Child Benefit Reforms Could Leave 'Up To Million' Families Struggling To Claw Back Income, Warns Labour

Labour Slam Child Benefit Reforms

Up to one million families face having their child benefit clawed back through complicated self-assessment tax returns, Labour warned on Saturday.

The Treasury has confirmed around 200,000 parents have opted out of claiming the benefit ahead of reforms due to come in on Monday that mean the top 15% of earners will no longer be eligible to claim some or all of the cash.

But around 800,000 families are known to be affected by the reforms with a further 400,000 potentially hit through changes in income over the next financial year.

Shadow Treasury minister Chris Leslie said: "These figures mean up to a million families now face having all their child benefit clawed back through complicated self-assessment tax returns at the end of the year.

"This is a costly administrative nightmare that could also lead to family rows as couples decide who takes the financial hit.

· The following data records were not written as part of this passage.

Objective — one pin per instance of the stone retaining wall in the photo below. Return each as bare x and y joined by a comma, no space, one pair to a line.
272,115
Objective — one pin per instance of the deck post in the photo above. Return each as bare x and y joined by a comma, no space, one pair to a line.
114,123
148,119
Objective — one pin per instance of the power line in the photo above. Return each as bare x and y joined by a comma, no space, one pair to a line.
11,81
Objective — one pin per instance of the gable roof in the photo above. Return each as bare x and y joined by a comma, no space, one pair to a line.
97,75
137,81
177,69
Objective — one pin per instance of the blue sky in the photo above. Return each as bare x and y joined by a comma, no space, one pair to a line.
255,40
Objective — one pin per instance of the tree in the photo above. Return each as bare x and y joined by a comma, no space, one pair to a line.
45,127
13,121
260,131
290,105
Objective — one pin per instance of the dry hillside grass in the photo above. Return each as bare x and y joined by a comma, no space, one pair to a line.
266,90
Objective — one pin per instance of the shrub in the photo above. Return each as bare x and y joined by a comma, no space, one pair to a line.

And it's unfair too, because single earner families on £50,000 will have their child benefit cut while some couples earning as much as £100,000 keep all of theirs and millionaires actually get a tax cut.

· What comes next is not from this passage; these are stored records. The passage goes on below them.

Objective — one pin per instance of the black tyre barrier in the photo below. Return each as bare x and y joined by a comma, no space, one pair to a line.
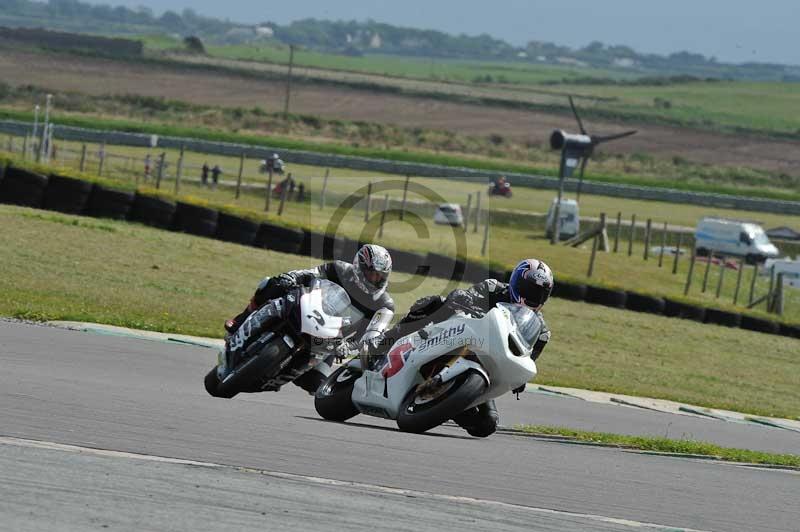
568,290
236,229
153,211
277,238
444,267
759,324
723,317
109,203
607,297
22,187
475,273
643,303
792,331
408,262
66,194
195,220
676,309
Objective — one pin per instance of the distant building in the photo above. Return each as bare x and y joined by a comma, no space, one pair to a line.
264,31
783,233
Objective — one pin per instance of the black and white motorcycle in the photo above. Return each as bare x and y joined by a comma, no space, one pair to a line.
438,372
294,334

"With every passing day it's clearer and clearer that David Cameron and George Osborne totally failed to think this policy through."

HM Revenue and Customs chief executive Lin Homer said twice as many families had already opted out of receiving the payment than had been expected, and insisted the changes were going "better than expected".

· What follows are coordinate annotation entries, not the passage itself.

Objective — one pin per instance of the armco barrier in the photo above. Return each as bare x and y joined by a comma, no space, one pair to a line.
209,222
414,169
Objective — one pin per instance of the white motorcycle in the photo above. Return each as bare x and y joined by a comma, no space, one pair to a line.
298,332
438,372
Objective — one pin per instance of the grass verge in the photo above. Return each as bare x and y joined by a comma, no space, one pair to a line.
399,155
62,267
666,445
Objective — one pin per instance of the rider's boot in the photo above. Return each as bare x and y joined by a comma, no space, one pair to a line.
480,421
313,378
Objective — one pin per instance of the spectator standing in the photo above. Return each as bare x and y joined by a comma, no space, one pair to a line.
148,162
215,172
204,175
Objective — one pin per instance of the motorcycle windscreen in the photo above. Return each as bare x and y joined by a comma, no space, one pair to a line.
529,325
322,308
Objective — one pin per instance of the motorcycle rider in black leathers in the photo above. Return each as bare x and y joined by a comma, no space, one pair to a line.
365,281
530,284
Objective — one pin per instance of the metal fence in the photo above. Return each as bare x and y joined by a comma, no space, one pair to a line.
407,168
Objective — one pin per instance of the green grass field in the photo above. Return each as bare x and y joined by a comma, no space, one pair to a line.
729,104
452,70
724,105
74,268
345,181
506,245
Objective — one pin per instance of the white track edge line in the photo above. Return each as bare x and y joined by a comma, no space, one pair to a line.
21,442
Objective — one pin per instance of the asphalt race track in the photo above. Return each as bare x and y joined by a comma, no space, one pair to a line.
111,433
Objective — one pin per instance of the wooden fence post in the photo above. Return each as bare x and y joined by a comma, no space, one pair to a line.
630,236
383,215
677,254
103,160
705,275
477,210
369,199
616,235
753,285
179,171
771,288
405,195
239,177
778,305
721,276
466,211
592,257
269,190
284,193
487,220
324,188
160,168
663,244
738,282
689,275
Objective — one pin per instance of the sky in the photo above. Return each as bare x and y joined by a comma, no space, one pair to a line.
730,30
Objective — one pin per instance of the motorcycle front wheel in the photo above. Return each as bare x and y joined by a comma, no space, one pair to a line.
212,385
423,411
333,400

But the Centre for Social Justice (CSJ) warned the cuts risked "pouring further fuel on the fire" of family breakdown.

Managing director Christian Guy said: "UK family breakdown is spiralling out of control - the chaotic child benefit reforms being introduced on Monday risk pouring further fuel on the fire.

"The new rules will mean that married couples where one earns over £50,000 pa will be unable to avoid losing some or all of their child benefit. Meanwhile similar couples who are cohabiting will face unenviable choices: a severe financial penalty if they marry or breaking the law if they deny their relationship status.

"This creates a potential 'marriage penalty', despite evidence showing how crucial marriage is to stable families and children. Research illustrates that break-up rates are three times higher for couples who cohabit compared with those who marry.

The CSJ warning follows a report by the Institute for Fiscal Studies yesterday that said families would end up losing as much as 65p of every extra pound they earned - making it more likely they would work less or put more into pension funds to avoid the hit.

Households where one parent earns more than £60,000 a year will have to return the entire amount through the self-assessment system unless they have opted out of receiving it in the first place.

It will be taken away on a sliding scale where mothers or fathers earn between £50,000 and £60,000 - causing a significant rise in marginal tax rates for those families, according to the IFS.

The system for recovering the money has proved highly controversial, especially as families where both parents earn just under £50,000 each will keep their payments.

Ms Homer told Radio 4's Today programme the changes were going "smoothly" and administration costs were lower than expected.

She said: "I think we have been very proactive. We have written to 800,000 people. 1.2 million is the estimate and of course things like people's income changes during the year so we have written to everyone we know is affected by the change."

Asked if HMRC would pursue families that did not register that they were above the threshold she replied: "We are going to talk to those people and that's what we have been doing since this autumn."

Ms Homer told Today: "Twice the number of people we expected to opt out have done so already so we are well ahead of where we expected to be at this point."

She added: "Because it has worked better than expected the administration charge of implementing this change we think is only going to be 50% of what we expected. We think it will cost us £11 million to raise the £2bn that this change will raise."

The Treasury said 85% of the population will continue to receive child benefit as they do now while 90% would still receive some of the benefit.

Anne Longfield, chief executive of 4Children, which runs Sure Start centres, said: "Universal child benefit has long been recognised as a symbol of the value our society places on children.

"Cutting this support for families where someone earns over £50,000 per year seriously undermines that commitment, especially at a time when others earning similar amounts who do not have children are not being asked to contribute more.

"Hard working families are already worried about how they will accommodate the rising cost of many day to day necessities such as childcare, rail fares and food. Removing their child benefit will be a damaging blow for families already feeling stretched to the limit. Government has difficult decisions to make but families with children should not be on the frontline of cuts once again."